Aider relies on a code editing benchmark to quantitatively evaluate how well an LLM can make changes to existing code. The benchmark uses aider to try and complete 133 Exercism Python coding exercises.

For each exercise, the LLM gets two tries to solve each problem:

On the first try, it gets initial stub code and the English description of the coding task. If the tests all pass, we are done.
If any tests failed, aider sends the LLM the failing test output and gives it a second try to complete the task.

GPT-4 Turbo with Vision scores only 62% on this benchmark, the lowest score of any of the existing GPT-4 models. The other models scored 63-66%, so this represents only a small regression, and is likely statistically insignificant when compared against gpt-4-0613.

Lazy coding

The GPT-4 Turbo “preview” models have been widely criticized for being “lazy” when coding. They often omit needed code and instead leave comments with homework assignments like “implement method here”.

def some_complex_method(foo, bar):
    # ... implement method here ...

Aider uses a “laziness” benchmark suite which is designed to both provoke and quantify lazy coding. It consists of 89 python refactoring tasks which tend to make GPT-4 Turbo code in that lazy manner.
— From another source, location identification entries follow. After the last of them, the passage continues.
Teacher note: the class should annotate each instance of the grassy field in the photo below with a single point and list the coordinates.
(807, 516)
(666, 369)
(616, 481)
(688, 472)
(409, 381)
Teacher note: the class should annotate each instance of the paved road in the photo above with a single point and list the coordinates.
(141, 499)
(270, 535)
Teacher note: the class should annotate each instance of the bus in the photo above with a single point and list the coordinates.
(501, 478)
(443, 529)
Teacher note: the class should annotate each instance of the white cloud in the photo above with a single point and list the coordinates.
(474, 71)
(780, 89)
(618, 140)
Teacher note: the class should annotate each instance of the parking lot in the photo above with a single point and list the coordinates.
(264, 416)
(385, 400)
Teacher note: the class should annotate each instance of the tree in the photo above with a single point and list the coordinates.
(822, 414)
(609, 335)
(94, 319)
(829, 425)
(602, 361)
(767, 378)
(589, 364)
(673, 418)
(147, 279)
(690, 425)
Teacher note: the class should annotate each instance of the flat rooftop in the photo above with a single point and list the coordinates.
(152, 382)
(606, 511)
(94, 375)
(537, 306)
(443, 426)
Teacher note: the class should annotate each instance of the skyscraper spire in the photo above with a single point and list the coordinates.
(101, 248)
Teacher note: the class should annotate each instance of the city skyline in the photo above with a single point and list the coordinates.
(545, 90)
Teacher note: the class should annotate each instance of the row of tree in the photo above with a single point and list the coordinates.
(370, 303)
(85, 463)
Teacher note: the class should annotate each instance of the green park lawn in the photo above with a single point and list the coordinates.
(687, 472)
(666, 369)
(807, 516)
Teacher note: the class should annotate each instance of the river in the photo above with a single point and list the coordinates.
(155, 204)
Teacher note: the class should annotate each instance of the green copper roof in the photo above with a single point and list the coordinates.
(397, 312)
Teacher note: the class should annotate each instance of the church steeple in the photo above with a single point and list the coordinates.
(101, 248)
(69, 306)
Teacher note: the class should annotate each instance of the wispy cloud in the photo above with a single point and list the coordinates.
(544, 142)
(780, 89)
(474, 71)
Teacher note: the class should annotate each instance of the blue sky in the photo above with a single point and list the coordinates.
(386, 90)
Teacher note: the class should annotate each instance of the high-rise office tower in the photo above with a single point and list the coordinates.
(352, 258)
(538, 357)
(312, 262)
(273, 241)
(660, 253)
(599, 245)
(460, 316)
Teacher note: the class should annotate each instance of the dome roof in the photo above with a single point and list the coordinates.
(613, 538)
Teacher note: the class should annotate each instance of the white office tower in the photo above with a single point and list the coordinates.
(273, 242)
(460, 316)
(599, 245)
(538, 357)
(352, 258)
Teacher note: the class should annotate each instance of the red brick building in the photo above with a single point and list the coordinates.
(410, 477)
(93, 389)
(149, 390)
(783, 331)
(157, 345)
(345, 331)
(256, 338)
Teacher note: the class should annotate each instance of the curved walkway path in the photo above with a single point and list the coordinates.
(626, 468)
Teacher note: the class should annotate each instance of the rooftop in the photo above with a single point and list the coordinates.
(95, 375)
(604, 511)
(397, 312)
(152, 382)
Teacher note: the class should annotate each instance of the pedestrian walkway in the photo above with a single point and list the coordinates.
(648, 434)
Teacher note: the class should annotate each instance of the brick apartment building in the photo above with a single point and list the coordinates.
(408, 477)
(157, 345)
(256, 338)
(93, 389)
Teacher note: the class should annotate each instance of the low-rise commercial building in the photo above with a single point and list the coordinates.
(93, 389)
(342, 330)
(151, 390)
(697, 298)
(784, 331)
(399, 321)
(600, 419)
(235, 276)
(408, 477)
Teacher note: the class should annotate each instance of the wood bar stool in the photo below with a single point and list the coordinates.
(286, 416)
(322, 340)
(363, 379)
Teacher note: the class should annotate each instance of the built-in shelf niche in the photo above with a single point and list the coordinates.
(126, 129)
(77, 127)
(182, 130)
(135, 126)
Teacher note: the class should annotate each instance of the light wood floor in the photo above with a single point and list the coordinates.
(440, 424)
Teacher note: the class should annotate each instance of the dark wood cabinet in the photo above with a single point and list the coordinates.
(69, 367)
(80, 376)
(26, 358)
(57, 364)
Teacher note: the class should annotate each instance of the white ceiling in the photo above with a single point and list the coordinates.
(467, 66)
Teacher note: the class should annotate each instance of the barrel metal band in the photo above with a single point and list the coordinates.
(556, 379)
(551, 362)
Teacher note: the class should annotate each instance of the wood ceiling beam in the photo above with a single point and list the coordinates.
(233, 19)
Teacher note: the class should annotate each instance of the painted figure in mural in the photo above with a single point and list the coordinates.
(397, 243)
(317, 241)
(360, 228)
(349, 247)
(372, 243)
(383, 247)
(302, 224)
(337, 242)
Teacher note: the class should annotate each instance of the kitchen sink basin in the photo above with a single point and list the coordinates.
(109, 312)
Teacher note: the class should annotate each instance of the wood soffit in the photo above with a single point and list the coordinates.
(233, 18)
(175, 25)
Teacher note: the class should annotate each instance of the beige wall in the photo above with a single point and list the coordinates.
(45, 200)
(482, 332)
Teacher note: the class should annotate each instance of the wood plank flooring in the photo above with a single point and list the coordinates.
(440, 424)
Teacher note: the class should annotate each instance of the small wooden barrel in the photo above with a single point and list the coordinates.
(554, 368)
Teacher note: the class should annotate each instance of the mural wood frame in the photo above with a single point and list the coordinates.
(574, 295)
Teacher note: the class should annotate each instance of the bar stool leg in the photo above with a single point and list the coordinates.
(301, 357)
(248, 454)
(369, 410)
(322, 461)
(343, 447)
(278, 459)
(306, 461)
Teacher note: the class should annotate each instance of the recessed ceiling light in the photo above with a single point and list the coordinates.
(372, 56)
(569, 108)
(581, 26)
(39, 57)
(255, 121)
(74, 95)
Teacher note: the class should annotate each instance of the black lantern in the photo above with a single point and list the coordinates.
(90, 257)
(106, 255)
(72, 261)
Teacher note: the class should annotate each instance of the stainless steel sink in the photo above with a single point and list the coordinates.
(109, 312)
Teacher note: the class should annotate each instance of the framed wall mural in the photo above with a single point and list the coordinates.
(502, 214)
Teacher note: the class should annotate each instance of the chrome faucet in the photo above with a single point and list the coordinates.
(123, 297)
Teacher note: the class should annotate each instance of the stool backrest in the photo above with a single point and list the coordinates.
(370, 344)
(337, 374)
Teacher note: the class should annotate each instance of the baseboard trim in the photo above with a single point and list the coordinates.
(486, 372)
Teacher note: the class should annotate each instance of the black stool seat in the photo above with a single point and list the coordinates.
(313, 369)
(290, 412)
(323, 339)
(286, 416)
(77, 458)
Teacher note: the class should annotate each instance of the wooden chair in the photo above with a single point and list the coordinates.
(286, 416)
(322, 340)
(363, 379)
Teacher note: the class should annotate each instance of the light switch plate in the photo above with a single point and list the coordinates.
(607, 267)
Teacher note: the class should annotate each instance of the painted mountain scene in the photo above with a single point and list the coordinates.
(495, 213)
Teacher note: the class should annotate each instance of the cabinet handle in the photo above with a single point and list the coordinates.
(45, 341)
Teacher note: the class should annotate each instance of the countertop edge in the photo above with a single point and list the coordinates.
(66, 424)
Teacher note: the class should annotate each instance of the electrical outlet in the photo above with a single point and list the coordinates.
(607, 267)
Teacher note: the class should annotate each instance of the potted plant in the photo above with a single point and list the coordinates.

The new GPT-4 Turbo with Vision model scores only 34% on aider’s refactoring benchmark, making it the laziest coder of all the GPT-4 Turbo models by a significant margin.

Conclusions

Aider has full support for the new GPT-4 Turbo with Vision model, which you can access using the switch --model gpt-4-turbo-2024-04-09. But aider will continue to use gpt-4-1106-preview by default, as it is by far the strongest coder of the GPT-4 models.